Martedi 26 settembre 2017 20:08

“La Paranza dei Bambini”, il romanzo di Saviano in scena al Nuovo Teatro Sanità

20 aprile 2017



È andato in scena ieri sera a Napoli, nel rione Sanità, la prima de "La paranza dei bambini", tratto dall'omonimo romanzo di Roberto Saviano e allestito, assieme Mario Gelardi, sul palco del Nuovo Teatro Sanità dove sarà fino al 30 aprile, prima del debutto nazionale al Festival dei Due Mondi di Spoleto, l'1 e il 2 luglio. A dieci anni dal successo di "Gomorra", Saviano e Gelardi tornano a lavorare insieme sull'ultimo testo dello scrittore. In scena, insieme a Carlo Caracciolo - che firma la regia con Gelardi -, Luigi Bignone, Antimo Casertano, Riccardo Ciccarelli e un nutrito gruppo di attori della compagnia giovane ntS', Vincenzo Antonucci, Mariano Coletti, Giampiero de Concilio, Simone Fiorillo, Carlo Geltrude ed Enrico Maria Pacini.
 
Una messinscena essenziale composta da due scivoli, che forse allude alla "salita" dei protagonisti verso le proprie aspirazioni e alla facilità con cui rovinosamente gli stessi cadranno, racconta Forcella, volto storico della città, luogo in cui sembra non esistere un futuro alternativo a quello garantito dalla criminalità.
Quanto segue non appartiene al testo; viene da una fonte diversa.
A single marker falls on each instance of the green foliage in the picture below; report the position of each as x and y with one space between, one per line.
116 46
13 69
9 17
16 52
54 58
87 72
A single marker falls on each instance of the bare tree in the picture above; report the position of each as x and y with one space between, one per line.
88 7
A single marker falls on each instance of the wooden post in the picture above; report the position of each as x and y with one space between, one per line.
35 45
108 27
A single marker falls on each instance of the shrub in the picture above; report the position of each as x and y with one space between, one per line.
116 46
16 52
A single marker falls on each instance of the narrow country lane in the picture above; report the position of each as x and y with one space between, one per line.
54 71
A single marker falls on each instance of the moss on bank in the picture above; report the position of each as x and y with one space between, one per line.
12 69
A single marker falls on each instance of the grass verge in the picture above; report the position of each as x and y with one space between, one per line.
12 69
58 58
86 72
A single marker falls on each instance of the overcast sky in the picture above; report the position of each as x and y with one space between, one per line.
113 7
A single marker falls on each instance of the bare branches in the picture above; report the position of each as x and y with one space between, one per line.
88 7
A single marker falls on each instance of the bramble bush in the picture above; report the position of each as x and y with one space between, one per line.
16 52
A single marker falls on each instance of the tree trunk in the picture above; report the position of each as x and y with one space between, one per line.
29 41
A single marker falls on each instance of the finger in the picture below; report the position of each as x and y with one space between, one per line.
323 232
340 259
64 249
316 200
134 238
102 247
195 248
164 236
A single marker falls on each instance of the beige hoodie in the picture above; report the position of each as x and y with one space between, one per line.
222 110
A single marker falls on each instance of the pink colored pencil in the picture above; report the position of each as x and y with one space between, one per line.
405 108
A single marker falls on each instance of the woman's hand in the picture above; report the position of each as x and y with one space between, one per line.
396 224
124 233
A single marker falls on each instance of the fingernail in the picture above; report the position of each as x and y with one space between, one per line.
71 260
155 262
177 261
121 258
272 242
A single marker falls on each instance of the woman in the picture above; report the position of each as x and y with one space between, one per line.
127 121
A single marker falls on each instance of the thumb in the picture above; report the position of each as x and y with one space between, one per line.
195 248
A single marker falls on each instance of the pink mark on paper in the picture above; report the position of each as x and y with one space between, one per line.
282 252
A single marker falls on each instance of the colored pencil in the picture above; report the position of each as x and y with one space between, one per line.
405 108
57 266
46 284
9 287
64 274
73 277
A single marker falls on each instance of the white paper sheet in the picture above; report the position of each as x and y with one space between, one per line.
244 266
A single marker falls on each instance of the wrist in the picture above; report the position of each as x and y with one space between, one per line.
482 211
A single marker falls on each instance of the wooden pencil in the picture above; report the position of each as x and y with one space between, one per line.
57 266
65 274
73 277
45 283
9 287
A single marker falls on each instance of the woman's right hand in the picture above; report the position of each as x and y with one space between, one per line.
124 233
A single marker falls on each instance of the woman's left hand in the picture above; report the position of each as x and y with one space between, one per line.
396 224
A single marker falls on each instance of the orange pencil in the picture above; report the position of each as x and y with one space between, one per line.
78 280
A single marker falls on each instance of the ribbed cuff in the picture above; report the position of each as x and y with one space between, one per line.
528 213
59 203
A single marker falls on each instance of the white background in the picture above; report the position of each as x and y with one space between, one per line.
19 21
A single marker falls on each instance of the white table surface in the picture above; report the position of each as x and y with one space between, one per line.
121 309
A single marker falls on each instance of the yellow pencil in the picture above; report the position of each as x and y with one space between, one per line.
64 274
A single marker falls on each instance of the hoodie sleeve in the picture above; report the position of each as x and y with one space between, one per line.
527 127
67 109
Si racconta di un gruppo di giovanissimi napoletani che compongono la "paranza", la batteria di fuoco delle organizzazioni camorristiche. Cos'è la paranza lo racconta uno degli attori, prima del putiferio di strilli e confusione dei personaggi che si catapultano sul palcoscenico. Il termine ha origini marinaresche e indica le piccole imbarcazioni per la pesca che, in coppia, tirano le reti nei fondali bassi, dove si tirano su pesci piccoli, quelli buoni per la frittura di paranza. Il protagonista della vicenda è Nicolas Fiorillo, che si muove - insieme agli altri membri della paranza - tra l'innocenza della giovane età e la violenza del mondo in cui hanno scelto di crescere. Come i piccoli pesci, i protagonisti nuotano verso la luce, inconsapevoli di percorrere un percorso di morte.
 
«Il Nuovo Teatro Sanità e Mario Gelardi - racconta Saviano - non sono solo resistenza e non sono semplicemente teatro. Loro sono il nucleo intorno al quale alla Sanità, a Napoli, si cotruisce un presente reale, che si può toccare e ascoltare. Un futuro che si può immaginare. Loro sono voci che sovrastano urla, sono mani tese». Nessuno, meglio di loro, avrebbe potuto trasformare in corpi, volti e voci le parole dello scrittore.